EDITORIAL: Vaccines arrive

We need to procure more vaccines using our own resources, either at the G2G level or directly from vaccine-producing firm(s)

India-gifted one million doses of COVID vaccines, developed by Oxford University/AstraZeneca and manufactured by Pune-based Serum Institute of India, arrived in Nepal on a special flight from New Delhi the other day, five days after the southern neighbour started vaccinating its 300 million people under the first phase.

Nepal is one of the few countries in South Asia to receive the vaccines, which is said to be around 94.5 per cent effective as per the results of the third phase of their trial. Minister of Health and Population Hridayesh Tripathi, during a joint press conference with Indian Ambassador to Nepal, Vinay Mohan Kwatra, in the capital yesterday said the vaccines would be dispatched to all the districts within five days. Tripathi said the India-donated vaccines would be first given to the frontline health workers, doctors, ambulance drivers and security personnel. He also said the Nepal government had already completed all legal, financial and administrative arrangements for importing and administering the vaccines to the people who need them the most. The government has a plan to inoculate around 70 per cent of the total population to control the spread of the coronavirus that has already claimed the lives of 1,975 people so far.

Kwatra said COVID vaccine cooperation was one of the important aspects of discussion between Nepal’s Foreign Minister Pradeep Gyawali and his Indian counterpart S Jaishankar.

During Gyawali’s visit to New Delhi on January 14, he held extensive discussions with Jaishankar about the possibility of quick delivery of the vaccines to Nepal so that the latter could also start vaccinating its people at the earliest. Kwatra said the vaccine cooperation between India and Nepal and the arrival of Indian vaccines showed that India cared for the people, friendly countries and its neighbours. Likewise, Indian PM Narendra Modi had earlier said India’s vaccine production and delivery capacity would be used for the benefit of all humanity.

Now the onus lies on the Nepal government to effectively roll out the vaccines to its people across the country without any further delay. Although the concerned ministry has claimed that it has made all the preparations to vaccinate the people, it has just completed giving training to the higher-level officials about the methods and protocols of vaccination. It has collected details of the health workers, nurses and female community health volunteers from all the health posts.
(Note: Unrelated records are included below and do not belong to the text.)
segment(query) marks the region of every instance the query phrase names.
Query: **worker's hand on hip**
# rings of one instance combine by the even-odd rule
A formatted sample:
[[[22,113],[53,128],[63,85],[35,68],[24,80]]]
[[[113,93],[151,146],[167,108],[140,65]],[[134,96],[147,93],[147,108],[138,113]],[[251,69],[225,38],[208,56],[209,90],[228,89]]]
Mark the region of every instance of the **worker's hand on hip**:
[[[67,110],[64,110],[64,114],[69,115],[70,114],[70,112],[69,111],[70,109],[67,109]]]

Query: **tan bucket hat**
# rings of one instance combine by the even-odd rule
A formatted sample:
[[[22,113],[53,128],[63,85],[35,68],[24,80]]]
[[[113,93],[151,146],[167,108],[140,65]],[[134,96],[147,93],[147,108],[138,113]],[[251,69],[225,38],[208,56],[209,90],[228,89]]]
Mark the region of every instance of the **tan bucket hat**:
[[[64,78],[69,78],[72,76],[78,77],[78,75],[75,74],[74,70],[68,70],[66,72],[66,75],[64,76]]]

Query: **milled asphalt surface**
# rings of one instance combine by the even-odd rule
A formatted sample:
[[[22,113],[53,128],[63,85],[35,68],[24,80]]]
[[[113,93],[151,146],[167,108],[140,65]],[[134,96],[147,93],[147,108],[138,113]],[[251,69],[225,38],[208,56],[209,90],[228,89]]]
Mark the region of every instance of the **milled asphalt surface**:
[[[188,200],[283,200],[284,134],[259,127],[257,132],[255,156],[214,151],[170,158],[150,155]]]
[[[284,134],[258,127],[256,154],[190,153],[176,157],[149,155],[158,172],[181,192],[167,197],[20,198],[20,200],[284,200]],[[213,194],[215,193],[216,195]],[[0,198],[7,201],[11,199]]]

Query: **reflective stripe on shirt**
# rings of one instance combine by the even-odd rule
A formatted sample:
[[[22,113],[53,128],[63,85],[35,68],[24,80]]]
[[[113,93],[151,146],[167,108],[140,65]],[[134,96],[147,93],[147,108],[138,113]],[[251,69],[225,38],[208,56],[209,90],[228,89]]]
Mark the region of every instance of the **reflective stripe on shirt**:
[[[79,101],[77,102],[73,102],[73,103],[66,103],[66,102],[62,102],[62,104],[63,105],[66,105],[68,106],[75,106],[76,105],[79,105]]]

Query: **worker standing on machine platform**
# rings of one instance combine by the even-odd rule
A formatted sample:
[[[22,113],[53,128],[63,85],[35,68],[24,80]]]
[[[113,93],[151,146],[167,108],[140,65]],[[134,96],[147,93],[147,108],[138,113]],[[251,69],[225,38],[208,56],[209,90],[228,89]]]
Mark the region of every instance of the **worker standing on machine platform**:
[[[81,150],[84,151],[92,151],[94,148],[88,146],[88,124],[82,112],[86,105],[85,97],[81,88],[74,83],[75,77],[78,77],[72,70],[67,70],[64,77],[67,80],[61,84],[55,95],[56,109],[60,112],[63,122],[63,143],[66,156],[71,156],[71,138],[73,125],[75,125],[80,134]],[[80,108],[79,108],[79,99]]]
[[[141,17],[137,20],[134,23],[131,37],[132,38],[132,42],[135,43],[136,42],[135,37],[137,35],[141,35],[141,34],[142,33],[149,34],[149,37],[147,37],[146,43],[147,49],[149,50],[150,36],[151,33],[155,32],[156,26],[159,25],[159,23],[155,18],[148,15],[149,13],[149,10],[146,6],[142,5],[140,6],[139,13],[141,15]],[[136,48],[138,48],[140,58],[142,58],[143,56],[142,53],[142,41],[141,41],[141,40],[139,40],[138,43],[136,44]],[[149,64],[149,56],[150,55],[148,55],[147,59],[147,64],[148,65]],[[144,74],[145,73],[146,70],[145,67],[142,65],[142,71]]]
There are more than 350,000 health workers and female community health volunteers across the country. It is unclear how long it will take to train them, who will then be giving the vaccines to the general people. The ministry has also not published any timeline when it will procure the required quantity of vaccines and from where. The vaccines donated by India meet only a small fraction of Nepal’s need. We need to procure more vaccines using our own resources, either at government-to- government level or directly from the vaccine-producing firm(s), if we are to inoculate around 70 per cent of the population, that too, within a couple of months.

If we are able to vaccinate the target population within a set deadline, we will be able to bring the virus under control and give a boost to the national economy.

Drug bust

In a major anti-drug operation conducted by the Narcotic Control Bureau, nine drug peddlers of an organised racket have been arrested from different parts of the Kathmandu Valley in the last 10 days.

However, this single sting operation will do little to curb the illegal drug trade unless all other drug rackets operating in the country are busted. At a time when the youths are staying idle due to the COVID-19 pandemic and the political situation in the country is fluid, drug pushers might be finding them easy targets.

Possession of hard drugs such as hashish, heroin, opium and cocaine could carry the life sentence. Still youths are willing to take the risk means they are either desperate for money or that they think they can get away with a light sentence due to connections with the powers that be. Thus, making arrests of small drug pushers will not bring down the problem of drug abuse in the country. Since the drug trade, like any other business, operates on demand and supply, efforts must be made to keep the youths away from drugs through whatever means it takes, such as raising awareness, helping them cope with peer and life pressures, and intensifying surveillance by the police.